Shortly after, Bayle began working in Paris for four years, with the intention of finding work in New York. Her first show in Paris was for French fashion designer Thierry Mugler. Eventually, she began to find work in America. She did national and international campaigns for fashion houses and major department stores, as well as calendars for Elite Modeling Agency and Shiseido Cosmetics. She was featured in numerous fashion books, such as Thierry Mugler, Chanel, Scaasi, Valentino, Versace, YSL, Dior, Fashion Illustrations by Antonio, etc. Bayle was photographed by fashion photographers including Helmut Newton, Norman Parkinson, Sante D'Orazio, Peter Beard, David Seidner, Oliviero Toscani, Arthur Elgort, Patrick Demarchelier, Peter Lindbergh, Victor Skrebneski, Alex Chatelain and Paolo Roversi. As she became more popular, Bayle became known for her unique runway walk, which The New York Times described "as if she were crushing a cigarette butt with each step down the runway".

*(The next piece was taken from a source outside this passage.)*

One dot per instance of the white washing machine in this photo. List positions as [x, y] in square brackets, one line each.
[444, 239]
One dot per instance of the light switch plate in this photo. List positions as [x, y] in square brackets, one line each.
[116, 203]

=== Retirement from modeling ===
Bayle decided to retire from modeling in 1994. Recalling her decision to quit, she said, "I wanted to end on a high note, and when I retired, I never looked back [...] It's best to leave when you're at the top". After retiring from modeling, she worked as an editorial assistant for CNN Style for two years. In 1997, Bayle released a collection of lipsticks bearing her name. First released in August 1997 at Henri Bendel, the lipstick line was inspired by Bayle's frustration during her modeling career of not finding suitable lipstick colors for her darker complexion. It was around this time however, that Bayle divorced from her husband, and she soon stepped away from her career to take care of her son Callum. While taking care of her child, Bayle found work in helping a real estate investing business manage its clients. As Callum grew older and more independent, she became a real estate broker in New York City.

Currently, Bayle serves as the beauty editor for online fashion publication Lookonline.

== Personal life ==
Bayle was married to Simon Spence, but the couple later divorced. With Spence, she has a son named Callum.